Two things, both important.

It's still at-least-once. A handler can finish the work and Cloud Tasks can still redeliver if the HTTP response is lost. Handlers must be idempotent.

Fan-out duplication is still possible. If the parent creates 100 child tasks and then fails before returning 200, the retried parent creates them again. The fix here is deterministic task names:

parse-{emailId}-{attachmentId}

Cloud Tasks rejects duplicate names within its retention window, so the second attempt is a no-op. But you have to design for it — it's not automatic.

And it doesn't recover transactional enqueue. Cloud Tasks lives outside the database, so creating a task after a DB write is a dual-write. If you need strict atomicity, the answer is still an outbox: write the business row and an outbox row in one transaction, have a relay publish to Cloud Tasks and mark the row published. No external queue makes this go away.

The rule we landed on

Queue selection isn't about finding the best queue. It's about matching the queue to the runtime model.

pg-boss for small internal jobs in always-on services where Postgres transactionality matters.
Cloud Tasks for cross-system, serverless workflows where we need to protect Neon, LLM providers, and third-party APIs from bursts.

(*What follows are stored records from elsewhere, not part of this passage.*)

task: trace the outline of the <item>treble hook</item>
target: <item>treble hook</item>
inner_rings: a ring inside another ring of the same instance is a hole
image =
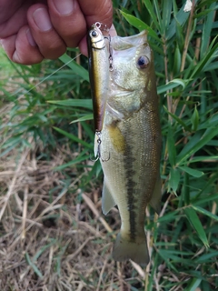
[[[97,131],[96,132],[96,135],[98,136],[98,139],[97,139],[97,143],[98,143],[98,146],[97,146],[97,157],[94,160],[90,157],[91,161],[92,162],[96,162],[97,160],[101,159],[102,162],[107,162],[109,161],[110,159],[110,153],[109,153],[109,156],[107,159],[103,159],[102,158],[102,154],[101,154],[101,144],[102,144],[102,139],[101,139],[101,132],[100,131]]]
[[[113,49],[111,45],[111,35],[108,35],[108,36],[104,36],[104,38],[108,39],[109,41],[109,70],[114,71],[114,65],[113,65]]]

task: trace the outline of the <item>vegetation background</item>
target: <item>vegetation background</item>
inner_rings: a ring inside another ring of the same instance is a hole
[[[89,160],[87,59],[24,66],[1,51],[1,290],[218,288],[218,2],[185,2],[114,0],[118,35],[148,30],[160,95],[163,210],[146,211],[145,269],[111,257],[120,217],[102,215]]]

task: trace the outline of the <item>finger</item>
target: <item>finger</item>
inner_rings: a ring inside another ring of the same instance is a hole
[[[33,65],[44,59],[27,25],[23,26],[17,35],[2,39],[2,45],[15,63]]]
[[[21,2],[22,1],[11,2],[7,0],[5,5],[1,4],[0,38],[5,38],[17,34],[22,26],[27,25],[26,12],[30,6],[30,4],[28,2],[27,4],[22,5],[22,6],[19,8],[18,5],[21,5]]]
[[[48,0],[49,15],[55,31],[66,46],[76,47],[86,34],[86,23],[76,0]]]
[[[45,5],[32,5],[27,13],[27,20],[32,35],[45,58],[56,59],[65,52],[66,45],[54,28]]]
[[[25,0],[8,1],[1,0],[0,2],[0,24],[8,20],[15,11],[19,9]]]

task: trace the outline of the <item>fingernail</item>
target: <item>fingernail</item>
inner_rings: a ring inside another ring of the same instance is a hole
[[[29,42],[30,45],[35,46],[35,45],[36,45],[36,43],[35,43],[35,41],[34,40],[34,37],[33,37],[30,30],[29,30],[29,29],[26,29],[25,34],[26,34],[26,37],[27,37],[27,39],[28,39],[28,42]]]
[[[72,0],[53,0],[56,10],[63,15],[70,15],[74,9]]]
[[[2,48],[5,50],[5,45],[4,45],[4,40],[0,39],[0,45],[2,45]]]
[[[33,13],[33,18],[35,25],[42,31],[48,31],[52,28],[50,16],[47,10],[45,8],[38,8]]]

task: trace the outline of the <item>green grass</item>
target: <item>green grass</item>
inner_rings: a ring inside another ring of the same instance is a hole
[[[19,162],[19,156],[31,149],[40,169],[41,165],[59,156],[61,162],[54,163],[52,172],[58,176],[56,183],[48,186],[46,195],[45,190],[39,191],[40,196],[45,195],[42,204],[47,203],[41,206],[42,211],[63,196],[65,198],[62,202],[52,205],[57,210],[52,208],[45,218],[51,222],[55,217],[64,225],[66,220],[74,231],[78,226],[83,227],[81,221],[87,227],[85,232],[81,230],[74,243],[66,231],[60,236],[39,236],[41,248],[35,246],[35,251],[21,247],[25,255],[19,259],[32,270],[26,274],[35,274],[33,282],[38,278],[48,286],[45,274],[48,266],[43,258],[50,257],[50,271],[57,282],[55,290],[67,290],[58,284],[62,277],[66,284],[70,270],[73,279],[67,281],[67,286],[74,290],[79,290],[80,284],[82,290],[194,291],[218,286],[218,2],[195,0],[194,11],[190,13],[183,12],[184,2],[126,0],[121,5],[120,1],[114,1],[114,23],[118,35],[130,35],[144,28],[149,32],[160,95],[163,210],[159,217],[152,209],[147,212],[145,228],[152,260],[146,270],[129,262],[115,264],[111,259],[114,232],[119,229],[117,212],[101,216],[99,220],[100,191],[96,189],[102,186],[102,172],[98,163],[88,161],[94,130],[87,60],[80,56],[67,64],[76,56],[76,51],[72,50],[61,61],[29,67],[9,65],[5,59],[2,62],[2,68],[11,77],[8,80],[1,74],[1,105],[10,106],[0,116],[1,158],[6,163],[12,156]],[[62,62],[67,65],[51,75],[62,66]],[[12,94],[14,86],[21,90]],[[6,190],[2,182],[1,196]],[[85,193],[94,205],[84,200]],[[15,201],[10,201],[4,219],[18,219]],[[37,199],[29,198],[27,216],[36,203]],[[31,219],[40,221],[37,217],[41,217],[41,212],[37,211]],[[6,233],[9,236],[13,234],[6,231],[5,220],[0,239]],[[18,229],[20,225],[15,225],[14,229]],[[62,226],[57,224],[54,227]],[[66,267],[68,256],[89,238],[84,253],[74,257],[72,268]],[[7,266],[5,262],[4,266]]]

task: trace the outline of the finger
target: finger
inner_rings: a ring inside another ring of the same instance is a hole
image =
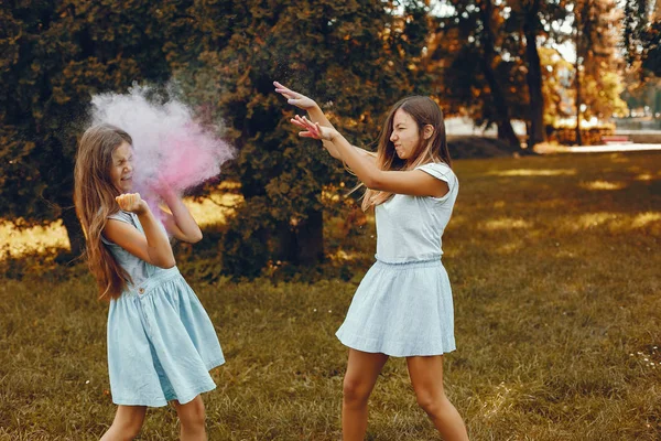
[[[303,122],[301,122],[301,121],[297,121],[297,120],[295,120],[295,119],[293,119],[293,118],[292,118],[292,119],[290,119],[290,121],[291,121],[291,122],[292,122],[294,126],[299,126],[299,127],[302,127],[302,128],[304,128],[304,129],[305,129],[305,128],[307,128],[307,126],[305,126],[305,123],[303,123]]]
[[[305,126],[305,127],[310,127],[308,121],[305,118],[301,118],[300,115],[294,116],[294,119],[296,120],[297,123],[300,123],[301,126]]]

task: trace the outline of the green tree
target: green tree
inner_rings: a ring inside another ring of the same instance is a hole
[[[453,114],[467,114],[477,125],[495,123],[498,138],[518,147],[511,125],[516,66],[506,61],[502,4],[475,0],[447,6],[452,12],[437,19],[424,63],[438,97]]]
[[[616,74],[621,67],[616,54],[619,15],[614,0],[578,0],[572,7],[576,47],[576,142],[581,144],[581,120],[592,115],[610,117],[624,105],[619,98],[624,87],[618,89],[621,82]],[[586,88],[592,99],[586,99]],[[607,108],[608,104],[613,106]]]
[[[542,63],[538,45],[563,40],[560,31],[566,19],[565,0],[510,0],[510,29],[521,35],[524,47],[525,82],[529,95],[530,127],[528,146],[546,139],[544,130],[544,94]]]
[[[295,110],[273,93],[273,80],[315,98],[359,146],[377,138],[397,99],[429,92],[416,68],[426,7],[407,3],[398,14],[394,6],[226,2],[226,14],[236,17],[227,44],[209,40],[199,68],[180,72],[192,99],[210,109],[209,118],[226,121],[226,136],[239,149],[235,172],[245,204],[225,240],[230,272],[256,275],[268,260],[317,262],[324,255],[323,192],[355,183],[317,142],[297,139],[289,123]]]
[[[167,45],[185,29],[187,7],[144,0],[0,3],[3,216],[22,225],[61,218],[79,255],[73,161],[90,95],[166,79]]]

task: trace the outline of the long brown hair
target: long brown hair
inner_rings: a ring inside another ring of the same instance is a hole
[[[115,197],[120,194],[110,179],[112,152],[133,141],[118,127],[102,123],[83,135],[74,169],[74,203],[87,239],[86,257],[99,286],[100,298],[117,299],[131,278],[101,243],[109,215],[119,211]]]
[[[394,114],[402,109],[413,118],[418,125],[420,142],[410,159],[402,160],[397,155],[394,143],[390,140]],[[432,126],[434,133],[430,139],[424,139],[425,126]],[[398,101],[388,114],[377,149],[377,166],[381,170],[413,170],[427,162],[444,162],[452,165],[447,141],[445,139],[445,121],[438,105],[425,96],[410,96]],[[379,205],[392,197],[392,193],[366,189],[362,198],[362,209]]]

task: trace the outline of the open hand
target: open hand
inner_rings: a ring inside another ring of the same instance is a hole
[[[275,92],[286,98],[286,101],[293,106],[296,106],[300,109],[308,110],[316,107],[316,103],[314,99],[306,97],[303,94],[299,94],[290,88],[284,87],[282,84],[278,82],[273,82],[273,86],[275,86]]]
[[[323,141],[333,141],[333,139],[337,136],[337,130],[332,127],[319,126],[318,122],[312,122],[310,119],[305,117],[301,117],[296,115],[290,121],[294,126],[300,127],[303,131],[299,132],[299,136],[302,138],[313,138],[321,139]]]
[[[147,202],[140,197],[140,193],[124,193],[115,197],[117,204],[124,212],[131,212],[136,214],[144,213],[148,209]]]

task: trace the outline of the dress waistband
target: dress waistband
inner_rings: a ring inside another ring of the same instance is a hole
[[[155,288],[159,288],[162,283],[180,277],[180,270],[177,267],[167,269],[159,269],[155,275],[150,276],[138,284],[129,284],[126,290],[128,295],[145,295]]]
[[[443,263],[441,262],[441,256],[433,259],[425,260],[409,260],[403,262],[389,262],[386,260],[381,260],[377,257],[377,265],[381,265],[388,267],[389,269],[411,269],[411,268],[431,268],[438,267]]]

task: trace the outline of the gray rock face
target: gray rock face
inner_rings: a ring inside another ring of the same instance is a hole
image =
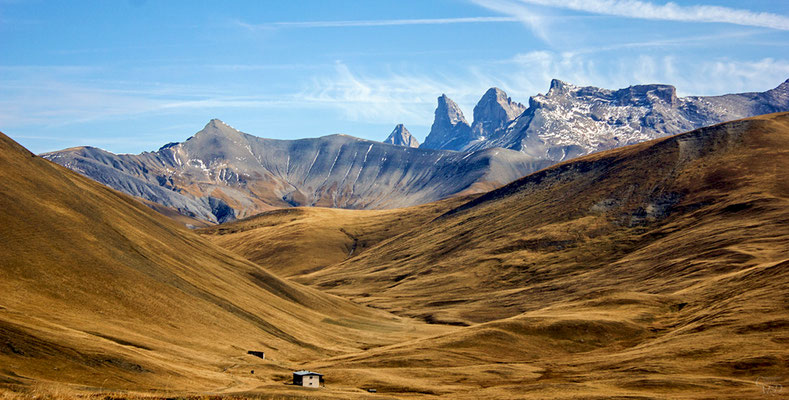
[[[607,90],[553,80],[523,114],[466,149],[503,147],[558,162],[778,111],[789,111],[789,80],[764,93],[683,98],[669,85]]]
[[[384,143],[393,144],[395,146],[419,147],[419,142],[415,137],[411,136],[411,132],[409,132],[403,124],[397,124],[392,133],[384,140]]]
[[[417,149],[345,135],[273,140],[219,120],[137,155],[79,147],[43,154],[116,190],[212,222],[275,207],[392,208],[486,191],[549,163],[505,149]]]
[[[420,148],[461,150],[476,139],[471,133],[471,126],[463,116],[463,111],[447,95],[438,98],[433,126]]]
[[[490,88],[474,107],[474,123],[471,125],[471,135],[477,142],[486,140],[497,130],[506,126],[517,118],[526,106],[513,102],[507,94],[499,88]],[[472,146],[469,143],[467,146]]]

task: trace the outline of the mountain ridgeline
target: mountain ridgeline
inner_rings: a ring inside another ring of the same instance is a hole
[[[421,147],[473,151],[493,147],[559,162],[704,126],[789,110],[789,80],[763,93],[677,97],[669,85],[608,90],[554,79],[529,106],[488,90],[474,122],[446,95]]]
[[[42,156],[116,190],[218,223],[280,207],[423,204],[490,190],[548,165],[504,149],[461,153],[346,135],[263,139],[217,119],[156,152],[77,147]]]
[[[528,107],[489,89],[469,123],[446,95],[424,143],[402,124],[384,141],[273,140],[219,120],[183,143],[116,155],[43,154],[122,192],[222,223],[292,206],[384,209],[478,193],[577,156],[755,115],[789,111],[789,80],[763,93],[677,97],[669,85],[608,90],[553,80]]]

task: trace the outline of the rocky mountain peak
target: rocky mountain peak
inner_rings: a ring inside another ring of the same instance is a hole
[[[396,146],[419,147],[419,142],[415,137],[411,136],[411,132],[403,124],[397,124],[392,133],[389,134],[389,137],[384,140],[384,143]]]
[[[503,90],[493,87],[479,100],[474,107],[474,124],[471,133],[477,139],[490,137],[497,129],[517,118],[526,107],[513,102]]]
[[[446,94],[442,94],[441,97],[438,98],[436,119],[438,118],[446,119],[446,121],[452,125],[457,125],[459,123],[468,125],[466,117],[463,116],[463,111],[461,111],[457,103],[447,97]]]
[[[663,102],[674,106],[679,102],[677,88],[660,84],[630,86],[614,92],[614,97],[621,104],[632,105]]]
[[[551,87],[548,89],[547,96],[552,95],[563,95],[570,93],[573,89],[575,89],[575,85],[571,85],[567,82],[560,81],[558,79],[551,79]]]
[[[433,126],[421,146],[427,149],[461,150],[471,141],[471,126],[463,111],[446,94],[438,98]]]

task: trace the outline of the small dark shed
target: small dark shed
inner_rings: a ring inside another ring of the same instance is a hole
[[[305,387],[320,387],[323,384],[323,374],[312,371],[296,371],[293,373],[293,384]]]
[[[251,355],[253,355],[255,357],[260,357],[260,358],[262,358],[264,360],[266,359],[266,353],[264,353],[262,351],[250,350],[250,351],[247,352],[247,354],[251,354]]]

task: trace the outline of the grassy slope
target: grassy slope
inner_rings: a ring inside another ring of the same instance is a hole
[[[395,210],[289,208],[197,232],[280,276],[299,276],[357,256],[473,197]]]
[[[304,361],[436,332],[284,281],[2,134],[0,165],[0,384],[280,387]]]
[[[523,178],[298,278],[473,326],[314,365],[451,398],[762,396],[789,376],[788,169],[775,114]]]

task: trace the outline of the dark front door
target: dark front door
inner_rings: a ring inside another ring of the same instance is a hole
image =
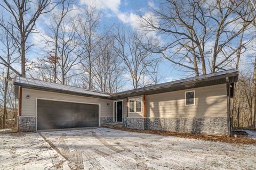
[[[123,121],[123,101],[117,101],[116,103],[116,116],[117,121]]]
[[[99,105],[37,100],[37,129],[99,126]]]

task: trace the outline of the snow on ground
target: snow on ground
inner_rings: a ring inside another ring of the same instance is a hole
[[[0,169],[53,169],[65,162],[38,133],[0,133]]]
[[[205,141],[106,128],[41,134],[55,149],[38,133],[0,134],[0,169],[256,168],[256,146],[252,144]]]

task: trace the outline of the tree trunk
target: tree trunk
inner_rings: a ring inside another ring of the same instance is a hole
[[[5,128],[5,121],[7,118],[7,90],[8,90],[8,78],[9,77],[10,70],[7,67],[6,77],[4,82],[4,114],[3,114],[2,128]]]
[[[25,57],[25,41],[24,40],[21,40],[21,76],[26,77],[26,57]]]
[[[53,58],[53,82],[56,83],[56,79],[57,77],[57,59],[58,59],[58,32],[56,37],[55,37],[55,52],[54,52],[54,58]]]
[[[254,67],[253,69],[253,107],[252,113],[252,123],[253,128],[255,128],[255,117],[256,116],[256,56],[254,60]]]

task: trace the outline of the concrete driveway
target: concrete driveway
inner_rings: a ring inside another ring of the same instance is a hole
[[[0,169],[256,168],[255,145],[204,141],[106,128],[40,133],[0,134]]]

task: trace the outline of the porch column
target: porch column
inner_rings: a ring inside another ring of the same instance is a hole
[[[228,116],[228,136],[231,136],[231,117],[230,117],[230,82],[228,76],[226,77],[227,88],[227,108]]]
[[[21,116],[21,104],[22,100],[22,88],[19,87],[19,116]]]

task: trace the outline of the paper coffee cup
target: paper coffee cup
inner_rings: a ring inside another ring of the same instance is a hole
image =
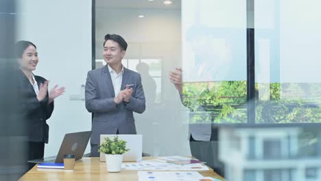
[[[75,156],[73,154],[64,155],[64,166],[65,171],[73,171],[75,168]]]

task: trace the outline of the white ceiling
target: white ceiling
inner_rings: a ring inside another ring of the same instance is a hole
[[[164,0],[96,0],[96,8],[121,9],[180,9],[180,0],[171,0],[171,5],[163,3]]]

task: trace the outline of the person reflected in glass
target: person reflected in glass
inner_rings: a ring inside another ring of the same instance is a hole
[[[19,64],[21,112],[27,122],[27,160],[42,158],[45,143],[48,143],[49,125],[46,121],[54,111],[54,100],[62,95],[64,87],[55,85],[48,92],[49,81],[32,72],[39,62],[36,45],[25,40],[16,43],[16,56]],[[34,164],[29,163],[29,169]]]

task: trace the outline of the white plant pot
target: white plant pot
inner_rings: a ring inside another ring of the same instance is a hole
[[[119,172],[123,162],[122,154],[105,154],[106,165],[108,172]]]

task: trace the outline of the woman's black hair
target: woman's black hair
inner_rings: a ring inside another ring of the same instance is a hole
[[[35,49],[37,49],[36,45],[29,41],[21,40],[16,43],[14,47],[16,58],[21,58],[23,51],[30,45],[32,45]]]

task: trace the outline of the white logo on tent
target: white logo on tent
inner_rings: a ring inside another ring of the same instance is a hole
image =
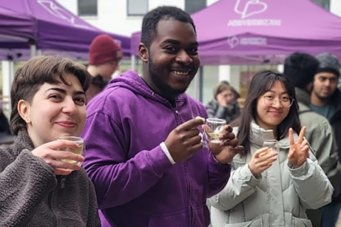
[[[261,0],[248,0],[244,6],[240,4],[241,1],[242,0],[237,0],[234,11],[242,15],[242,18],[265,12],[268,8],[268,5]]]
[[[233,49],[239,44],[239,39],[237,36],[230,37],[227,39],[227,44]]]
[[[243,37],[239,38],[237,36],[232,36],[227,38],[227,44],[231,49],[234,48],[239,45],[267,45],[268,40],[264,37]]]
[[[67,21],[75,27],[82,28],[93,30],[94,28],[87,25],[77,24],[75,23],[75,16],[68,12],[63,8],[60,8],[53,1],[50,0],[37,0],[37,2],[53,16]]]

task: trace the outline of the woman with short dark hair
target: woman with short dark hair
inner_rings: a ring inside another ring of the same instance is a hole
[[[31,59],[16,74],[11,92],[14,144],[0,148],[1,226],[100,226],[94,188],[84,157],[62,148],[75,142],[87,116],[91,76],[60,57]]]

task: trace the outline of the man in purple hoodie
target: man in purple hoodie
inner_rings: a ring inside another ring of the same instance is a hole
[[[195,28],[175,7],[143,21],[143,76],[129,71],[87,106],[84,167],[103,226],[206,227],[206,199],[220,192],[243,148],[229,126],[213,145],[202,138],[202,104],[185,94],[200,66]]]

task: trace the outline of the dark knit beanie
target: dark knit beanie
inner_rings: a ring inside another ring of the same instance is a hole
[[[119,62],[123,57],[122,49],[109,35],[102,34],[91,43],[89,64],[98,65],[110,61]]]
[[[305,89],[312,82],[320,63],[313,56],[296,52],[284,61],[284,74],[290,77],[296,87]]]
[[[337,57],[331,53],[324,52],[316,56],[320,62],[318,72],[331,72],[340,76],[340,62]]]

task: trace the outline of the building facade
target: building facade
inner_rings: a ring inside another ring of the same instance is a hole
[[[131,36],[141,31],[143,16],[157,6],[174,6],[192,13],[219,0],[57,0],[71,12],[78,15],[91,24],[104,31]],[[301,1],[301,0],[297,0]],[[310,0],[326,10],[341,16],[341,0]],[[131,67],[130,61],[123,62],[122,70]],[[188,93],[204,104],[212,98],[212,88],[219,80],[228,80],[241,93],[246,95],[251,79],[255,72],[262,69],[281,71],[277,65],[220,65],[205,66],[200,87],[199,77],[196,77],[190,86]],[[137,71],[141,73],[141,62],[137,64]]]

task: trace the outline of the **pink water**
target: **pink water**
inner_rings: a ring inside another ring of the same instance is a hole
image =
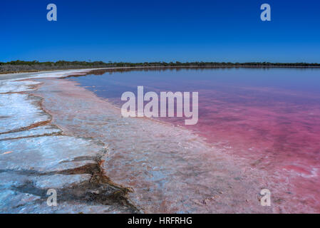
[[[170,69],[73,78],[116,105],[121,94],[199,92],[199,121],[186,125],[212,146],[264,170],[319,208],[320,70]],[[184,118],[160,118],[184,125]],[[277,182],[277,181],[275,181]]]

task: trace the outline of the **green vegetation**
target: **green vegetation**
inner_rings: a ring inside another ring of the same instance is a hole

And three rules that apply regardless:

Every handler is idempotent.
Fan-out children have deterministic keys.
If enqueue must be atomic with a business write, use an outbox.

Cloud Tasks fixed our infrastructure mismatch, but the real win was clarifying what the queue is responsible for. Infrastructure handles scheduling, retries, and rate limits. Correctness belongs to the application.